Not everything is fine and dandy though. It’s easy to come up against difficulty spikes at times, forcing you to grind out some levels in order to progress. But that’s not always an option, as in some stories random battles aren’t available. For those, you’ll simply need to keep trying and trying again, improving your tactics or hoping to get lucky. If it wasn’t for a marker that always points in the direction of your objective, it would be easy to get stuck, too. Instead, there are moments where you know you’re in the right location, but you’ll end up wasting time or employing trial and error to figure out what you need to do.
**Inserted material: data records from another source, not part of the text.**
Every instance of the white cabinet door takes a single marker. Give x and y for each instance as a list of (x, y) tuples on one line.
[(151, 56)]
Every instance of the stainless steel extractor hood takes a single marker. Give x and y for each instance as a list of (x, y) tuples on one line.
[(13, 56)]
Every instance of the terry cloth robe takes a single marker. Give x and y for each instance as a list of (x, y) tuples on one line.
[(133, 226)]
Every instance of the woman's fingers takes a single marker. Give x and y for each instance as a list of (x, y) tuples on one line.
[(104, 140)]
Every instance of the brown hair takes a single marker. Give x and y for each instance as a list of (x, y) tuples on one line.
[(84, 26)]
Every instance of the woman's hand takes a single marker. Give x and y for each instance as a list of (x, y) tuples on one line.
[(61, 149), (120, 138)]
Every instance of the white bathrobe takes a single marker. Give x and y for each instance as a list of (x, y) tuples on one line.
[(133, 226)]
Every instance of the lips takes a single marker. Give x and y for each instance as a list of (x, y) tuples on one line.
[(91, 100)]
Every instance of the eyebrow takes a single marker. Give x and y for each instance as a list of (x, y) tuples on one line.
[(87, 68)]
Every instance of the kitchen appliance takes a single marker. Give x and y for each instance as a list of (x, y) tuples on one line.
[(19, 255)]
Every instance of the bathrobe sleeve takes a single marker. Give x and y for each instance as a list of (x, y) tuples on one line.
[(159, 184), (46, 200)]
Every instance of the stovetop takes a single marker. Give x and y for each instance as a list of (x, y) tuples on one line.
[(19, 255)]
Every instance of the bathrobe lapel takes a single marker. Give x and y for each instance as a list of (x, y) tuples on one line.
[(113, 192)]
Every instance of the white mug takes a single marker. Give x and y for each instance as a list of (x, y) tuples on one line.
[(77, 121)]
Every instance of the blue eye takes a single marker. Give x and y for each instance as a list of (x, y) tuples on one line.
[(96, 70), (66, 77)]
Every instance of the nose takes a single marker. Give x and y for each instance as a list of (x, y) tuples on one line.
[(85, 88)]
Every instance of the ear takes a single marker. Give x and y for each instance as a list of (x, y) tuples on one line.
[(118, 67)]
After completing all seven stories, Live A Live offers up yet another story before bringing its seven original protagonists together for a final outing, and it’s here that the combat system truly comes into its own. It’s more important than ever to gear up your characters effectively and make use of their unique skills. It’s a rewarding send-off, allowing you to spend more time with characters you’ve perhaps come to know and love. Though even without it, Live A Live wouldn’t be any less of a game.
If you’re a fan of quirky JRPGs, consider Live A Live a must-have. Each and every one of the stories offered up here is distinctive and interesting, keeping your attention held like a vice. Along with a fantastic combat system, and numerous improvements to the presentation of the overall package, we’re overjoyed that this title is finally available in the west. Only the occasional frustration brings it down a little, but they’re very much worth pushing through.